Dans son compte rendu aux hommes de médias ce mercredi lors d’une rencontre d’échange, le président de la Haute Autorité de la Communication (HAC) a exprimé à la Radiodiffusion Télévision Guinéenne (RTG) les inquiétudes formulées par certains partis politiques et mouvements concernant l’accès équitable à la télévision nationale pendant la campagne référendaire.
Face à ces préoccupations, la directrice générale de la RTG a reconnu les difficultés de son média à assurer une couverture exhaustive de toutes les activités politiques sur le terrain. « Nous ne disposons pas de plus de sept caméras pour la couverture sur le terrain », a expliqué Makèmè Bamba soulignant ainsi les limites logistiques de la maison.
Cependant, elle a tenu à rassurer les acteurs politiques sur la volonté de la RTG de respecter scrupuleusement les dispositions réglementaires que la HAC mettra en place.
« Les dispositions réglementaires que la HAC va mettre sur pied, nous allons marcher en fonction de ces dispositions. Nous aurons la liste de ceux qui ont le droit d’être sur le terrain pour faire la campagne, ainsi que leur temps d’antenne. Vous savez que la RTG n’a pas suffisamment de moyens pour couvrir tout le monde en même temps. Mais la HAC promet de faire un programme qui évite les chevauchements, afin de faciliter notre travail ».

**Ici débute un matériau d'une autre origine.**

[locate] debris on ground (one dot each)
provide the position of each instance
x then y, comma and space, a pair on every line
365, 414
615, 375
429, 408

La responsable a donné un exemple concret : si trois partis politiques tiennent simultanément des meetings dans la même ville, la HAC veillera à ce qu’ils ne se retrouvent pas au même moment et au même endroit. Cette organisation permettra à la RTG d’assurer une couverture équilibrée et ordonnée de l’ensemble des acteurs. Pour les enregistrements sur place, la RTG est, selon la directrice, prête à y procéder « sans problème ».
Enfin, la directrice a pris l’engagement ferme de respecter à la lettre les temps d’antenne qui seront accordés à chaque parti politique :
« Si la HAC dit cinq minutes par parti politique, nous n’allons même pas couper une seconde. La RTG s’engage à diffuser les cinq minutes intégrales attribuées », a-t-elle conclu.